Internet TV may not be enough for Ricky Wong Wai-kay, say experts

Source:  SCMP



Internet television may be the future for both Ricky Wong Wai-kay and Hong Kong's TV industry, but difficulties in translating its impact into advertising dollars mean it is not yet a viable business, industry players say.

While the entrepreneur made his first fortune from telecom and broadband internet businesses, he still needs a television service with wide penetration that can generate impact and advertising revenue, they say.

Keith Li King-wah, a council member of the Hong Kong Wireless Technology Industry Association, said the success of Netflix, an on-demand video-streaming service founded in the US, and mainland internet television services such as Sohu TV and LeTV, showed the medium's potential.

Other internet television viewing equipment, such as Apple TV and the Xiaomi set-top box, are also growing in popularity. An authorised local seller of the Xiaomi box has sold more than 10,000 in a month.

"Even those who watch TVB dramas watch them on myTV instead of the television set," Li said, referring to TVB's internet service that is also available as a smartphone app.

Li said he believed Wong, an expert in the telecom and internet business, should have incorporated all the developments in internet television into his Hong Kong Television Network (HKTV).

"But in reality, he needs a service that can penetrate households to create an impact. Those who watch [terrestrial] TV don't use the internet, and internet users don't watch [terrestrial] TV. But you need those housewives to watch the programmes and talk about it to build the momentum," he said.

"Even if you have internet TV, Borderline can never be Triumph in the Skies II."

Borderline is HKTV's crime thriller and its first episode accumulated more than 1.3 million views over the past eight months. But TVB's Triumph in the Skies II, set against the backdrop of a commercial airline, was the talk of the town last year. It recorded an average of more than two million viewers when the show was aired.

Recouping advertising dollars is the issue. Ray Wong, a member of the Association of Accredited Advertising Agencies' media committee and head of media agency PHD, said on average terrestrial television accounted for about 60 per cent of the budget of an advertising campaign.
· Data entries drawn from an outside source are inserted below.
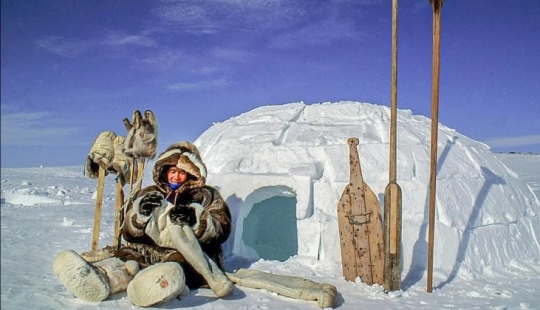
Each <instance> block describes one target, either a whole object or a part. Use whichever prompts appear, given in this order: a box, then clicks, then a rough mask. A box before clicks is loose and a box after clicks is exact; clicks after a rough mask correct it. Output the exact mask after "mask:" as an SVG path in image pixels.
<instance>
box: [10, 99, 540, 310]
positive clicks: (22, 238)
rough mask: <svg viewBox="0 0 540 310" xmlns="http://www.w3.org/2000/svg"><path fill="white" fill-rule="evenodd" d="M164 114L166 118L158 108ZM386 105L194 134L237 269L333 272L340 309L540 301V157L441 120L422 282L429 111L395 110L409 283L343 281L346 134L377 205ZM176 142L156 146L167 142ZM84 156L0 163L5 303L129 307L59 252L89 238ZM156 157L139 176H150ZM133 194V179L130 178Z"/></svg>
mask: <svg viewBox="0 0 540 310" xmlns="http://www.w3.org/2000/svg"><path fill="white" fill-rule="evenodd" d="M158 118H159V116H158ZM389 123H390V109H389V108H388V107H385V106H379V105H372V104H367V103H359V102H338V103H323V104H312V105H306V104H304V103H302V102H299V103H291V104H285V105H279V106H266V107H261V108H258V109H255V110H253V111H250V112H247V113H244V114H242V115H239V116H237V117H233V118H231V119H229V120H227V121H224V122H222V123H217V124H215V125H214V126H212V127H211V128H209V129H208V130H207V131H206V132H204V133H203V134H202V135H201V136H200V137H199V138H198V139H197V140H196V141H195V144H196V145H197V146H198V147H199V148H200V151H201V155H202V158H203V160H204V161H205V162H206V165H207V167H208V170H209V178H208V183H209V184H211V185H214V186H216V187H217V188H219V190H220V192H221V193H222V195H223V197H224V198H225V199H226V200H227V202H228V204H229V206H230V207H231V211H232V214H233V220H234V227H235V229H234V231H233V234H232V235H231V237H230V238H229V241H228V242H227V243H226V244H225V249H226V254H227V259H226V265H227V269H228V270H229V271H233V270H234V269H236V268H238V267H244V268H256V269H260V270H264V271H269V272H273V273H277V274H285V275H294V276H300V277H305V278H308V279H311V280H314V281H317V282H327V283H331V284H333V285H335V286H336V287H337V289H338V293H339V298H338V305H337V306H338V308H341V309H358V308H370V307H377V308H379V309H419V308H423V309H440V308H456V309H472V308H474V309H538V307H539V304H540V296H539V295H538V287H539V286H540V280H539V279H540V267H538V266H539V265H540V264H539V263H540V240H539V239H540V218H539V215H538V213H539V212H540V202H539V200H538V198H537V197H536V196H535V192H536V193H538V191H539V189H540V155H534V154H528V155H523V154H493V153H492V152H491V151H490V149H489V147H488V146H486V145H484V144H482V143H479V142H477V141H474V140H472V139H470V138H467V137H465V136H463V135H461V134H460V133H458V132H457V131H456V130H454V129H451V128H447V127H445V126H444V125H441V124H440V125H439V132H438V136H439V139H438V172H437V200H436V208H437V212H436V226H435V255H434V280H433V284H434V291H433V293H426V279H425V276H426V260H427V241H426V240H427V221H428V211H427V210H428V197H429V191H428V189H429V186H428V183H429V161H430V130H431V129H430V126H431V121H430V119H429V118H427V117H425V116H418V115H413V114H412V112H411V111H404V110H399V111H398V140H397V141H398V146H397V181H398V184H399V185H400V187H401V188H402V192H403V236H402V243H403V272H402V290H400V291H396V292H389V293H388V294H387V293H384V292H383V289H382V287H380V286H378V285H374V286H368V285H366V284H364V283H362V282H361V280H360V279H357V280H356V281H355V282H347V281H345V280H344V278H343V276H342V271H341V261H340V260H341V258H340V247H339V243H338V232H339V230H338V226H337V220H336V207H337V202H338V200H339V197H340V195H341V193H342V191H343V189H344V188H345V186H346V184H347V183H348V182H349V169H350V167H349V148H348V145H347V139H348V138H350V137H357V138H359V140H360V144H359V146H358V152H359V155H360V162H361V168H362V173H363V176H364V179H365V182H366V183H367V184H368V186H370V187H371V188H372V189H373V191H374V192H375V193H376V194H377V195H378V197H379V200H380V202H381V205H382V203H383V201H384V195H383V193H384V188H385V186H386V185H387V183H388V160H389V143H388V140H389ZM166 147H167V146H166V145H161V146H160V149H161V150H164V149H165V148H166ZM83 164H84V159H81V166H80V167H79V166H77V167H37V168H18V169H15V168H2V170H1V179H2V180H1V182H2V183H1V184H2V193H1V203H2V204H1V229H2V231H1V241H2V242H1V249H2V252H1V253H2V256H1V268H2V269H1V274H2V277H1V284H2V285H1V303H2V307H6V309H95V308H96V306H97V307H98V308H99V309H133V308H134V306H133V305H132V304H131V303H130V302H129V301H128V299H127V297H126V294H125V293H119V294H116V295H113V296H111V297H110V298H109V299H108V300H106V301H104V302H101V303H99V304H94V303H87V302H83V301H81V300H77V299H75V298H74V297H73V296H72V295H71V294H70V293H69V292H68V291H66V289H65V288H64V287H63V286H62V285H61V284H60V283H59V282H58V280H57V279H56V278H55V276H54V275H53V273H52V260H53V259H54V256H55V255H56V254H57V253H58V252H60V251H62V250H66V249H73V250H75V251H78V252H83V251H87V250H89V249H90V245H91V238H92V228H93V218H94V208H95V203H96V201H95V200H96V185H97V182H96V180H95V179H89V178H88V177H86V176H84V175H83V171H84V167H83V166H82V165H83ZM151 166H152V162H150V163H149V164H148V166H147V169H146V172H145V177H144V185H150V184H151V170H150V169H151ZM124 190H125V191H126V193H127V191H129V188H127V187H126V188H125V189H124ZM114 205H115V180H114V176H108V177H107V178H106V183H105V192H104V201H103V211H102V220H101V233H100V244H99V245H100V247H103V246H105V245H109V244H111V243H112V232H113V223H114V213H113V210H114ZM156 308H187V309H189V308H198V309H306V308H312V309H316V308H317V305H316V303H315V302H306V301H300V300H293V299H290V298H286V297H282V296H277V295H276V294H273V293H270V292H267V291H262V290H254V289H248V288H243V287H237V288H235V290H234V291H233V293H232V294H231V295H230V296H228V297H226V298H224V299H217V298H215V297H214V295H213V294H212V292H211V291H209V290H207V289H199V290H195V291H192V292H191V293H190V295H189V296H186V297H183V298H182V300H173V301H170V302H169V303H166V304H164V305H159V306H156Z"/></svg>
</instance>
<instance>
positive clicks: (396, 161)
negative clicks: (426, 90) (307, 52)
mask: <svg viewBox="0 0 540 310" xmlns="http://www.w3.org/2000/svg"><path fill="white" fill-rule="evenodd" d="M397 19H398V0H392V77H391V107H390V161H389V171H390V172H389V174H390V176H389V178H390V180H389V183H388V185H387V186H386V189H385V191H384V289H385V290H386V291H397V290H399V289H401V218H402V214H401V212H402V207H401V200H402V199H401V188H400V187H399V185H398V184H397V167H396V166H397V150H396V149H397V37H398V33H397Z"/></svg>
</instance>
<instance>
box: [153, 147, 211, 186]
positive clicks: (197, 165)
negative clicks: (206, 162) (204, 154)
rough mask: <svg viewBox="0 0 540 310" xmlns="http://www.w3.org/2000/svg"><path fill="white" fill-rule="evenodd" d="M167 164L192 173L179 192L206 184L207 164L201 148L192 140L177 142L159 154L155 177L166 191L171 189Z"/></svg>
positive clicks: (158, 182) (190, 172)
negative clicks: (161, 152) (202, 158)
mask: <svg viewBox="0 0 540 310" xmlns="http://www.w3.org/2000/svg"><path fill="white" fill-rule="evenodd" d="M167 166H176V167H178V168H180V169H182V170H184V171H186V172H187V173H189V174H190V177H189V178H188V180H187V181H186V182H184V184H182V186H180V188H179V189H178V191H179V192H181V191H185V190H187V189H193V188H201V187H203V186H204V185H205V184H206V165H205V164H204V163H203V161H202V159H201V155H200V153H199V150H198V149H197V147H196V146H195V145H194V144H193V143H191V142H188V141H180V142H176V143H174V144H172V145H170V146H169V147H168V148H167V149H166V150H165V151H164V152H163V153H161V154H160V155H159V156H158V158H157V160H156V163H155V164H154V171H153V178H154V182H155V183H156V185H157V186H158V187H160V189H161V190H163V191H164V192H169V191H170V187H169V184H168V182H167V176H166V175H165V173H166V171H165V169H164V168H165V167H167Z"/></svg>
"But only 15 to 20 per cent would be allocated to digital spending, and internet TV will account only for a thin slice of that pie," Wong said.

He said there was no mechanism to translate internet impact into advertising dollars. He said the recent overwhelming popularity of Korean romance My Love from the Star on the internet did not bring any advertising dollars to the online platforms.
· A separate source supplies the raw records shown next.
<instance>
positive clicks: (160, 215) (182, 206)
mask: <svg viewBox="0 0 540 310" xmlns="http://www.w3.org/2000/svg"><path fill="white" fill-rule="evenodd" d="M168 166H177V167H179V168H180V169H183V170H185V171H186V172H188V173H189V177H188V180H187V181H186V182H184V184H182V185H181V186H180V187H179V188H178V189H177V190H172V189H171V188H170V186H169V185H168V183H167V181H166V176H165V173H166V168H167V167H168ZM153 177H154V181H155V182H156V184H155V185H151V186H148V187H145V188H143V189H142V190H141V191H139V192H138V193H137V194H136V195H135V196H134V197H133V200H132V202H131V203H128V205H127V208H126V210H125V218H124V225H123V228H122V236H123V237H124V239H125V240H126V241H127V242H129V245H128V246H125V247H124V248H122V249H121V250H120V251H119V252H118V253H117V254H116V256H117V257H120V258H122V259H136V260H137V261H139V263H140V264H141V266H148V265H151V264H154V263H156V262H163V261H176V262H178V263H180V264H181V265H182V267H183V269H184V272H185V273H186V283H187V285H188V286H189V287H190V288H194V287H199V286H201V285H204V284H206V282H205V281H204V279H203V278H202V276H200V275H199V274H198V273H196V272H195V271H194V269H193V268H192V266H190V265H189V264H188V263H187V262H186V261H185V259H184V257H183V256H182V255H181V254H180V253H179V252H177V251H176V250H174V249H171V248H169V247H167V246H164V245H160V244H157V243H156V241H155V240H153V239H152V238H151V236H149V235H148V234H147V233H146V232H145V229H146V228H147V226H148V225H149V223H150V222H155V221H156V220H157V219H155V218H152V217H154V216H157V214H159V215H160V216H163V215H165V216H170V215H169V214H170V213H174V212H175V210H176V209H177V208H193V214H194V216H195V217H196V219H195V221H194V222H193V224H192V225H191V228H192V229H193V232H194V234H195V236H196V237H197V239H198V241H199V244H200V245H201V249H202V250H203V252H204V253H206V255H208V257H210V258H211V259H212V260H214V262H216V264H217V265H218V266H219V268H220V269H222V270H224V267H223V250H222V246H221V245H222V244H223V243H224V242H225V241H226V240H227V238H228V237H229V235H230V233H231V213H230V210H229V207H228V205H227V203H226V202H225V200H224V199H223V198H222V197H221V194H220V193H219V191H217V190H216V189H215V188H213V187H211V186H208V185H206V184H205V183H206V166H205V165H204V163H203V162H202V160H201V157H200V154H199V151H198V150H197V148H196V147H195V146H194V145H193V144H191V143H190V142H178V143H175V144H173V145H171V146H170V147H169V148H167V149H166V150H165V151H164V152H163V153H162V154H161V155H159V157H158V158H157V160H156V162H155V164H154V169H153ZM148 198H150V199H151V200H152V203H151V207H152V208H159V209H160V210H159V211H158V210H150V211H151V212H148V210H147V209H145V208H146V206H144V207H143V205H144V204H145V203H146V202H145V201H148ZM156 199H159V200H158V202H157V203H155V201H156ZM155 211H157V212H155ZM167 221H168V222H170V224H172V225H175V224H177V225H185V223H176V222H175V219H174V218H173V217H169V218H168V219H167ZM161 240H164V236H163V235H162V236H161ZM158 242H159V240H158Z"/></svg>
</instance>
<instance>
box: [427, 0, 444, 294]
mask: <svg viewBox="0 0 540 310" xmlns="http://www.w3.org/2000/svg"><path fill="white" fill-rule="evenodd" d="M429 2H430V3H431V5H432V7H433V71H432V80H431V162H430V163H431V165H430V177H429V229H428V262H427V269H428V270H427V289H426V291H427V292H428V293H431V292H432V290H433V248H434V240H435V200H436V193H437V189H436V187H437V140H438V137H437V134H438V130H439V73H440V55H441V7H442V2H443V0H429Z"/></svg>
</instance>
"We hope there will be more platforms available so that we have more choices to place ads," he said. "Our existing ad rates research methods are already at their best. Advertisers want to spend money only on a medium that has a track record. But internet TV doesn't have a track record yet."

Next Media, which publishes Apple Daily newspaper and its online video Action News, might offer some clues, Li said.

The company's annual report last year said the Apple Daily mobile app topped the iTunes and Android download platforms and its internet business recorded HK$157.2 million revenue last year - a 233.1 per cent increase from the previous year.

But the segment also recorded a loss of HK$124.5 million.

"Apple Daily Action News is already the most popular but its books do not reflect that," Li said.

He said no matter what, Ricky Wong would need a terrestrial service or mobile service with high penetration. "It's like the print media and online media. You read the news online but you still need the hard copy of a newspaper to maintain the impact."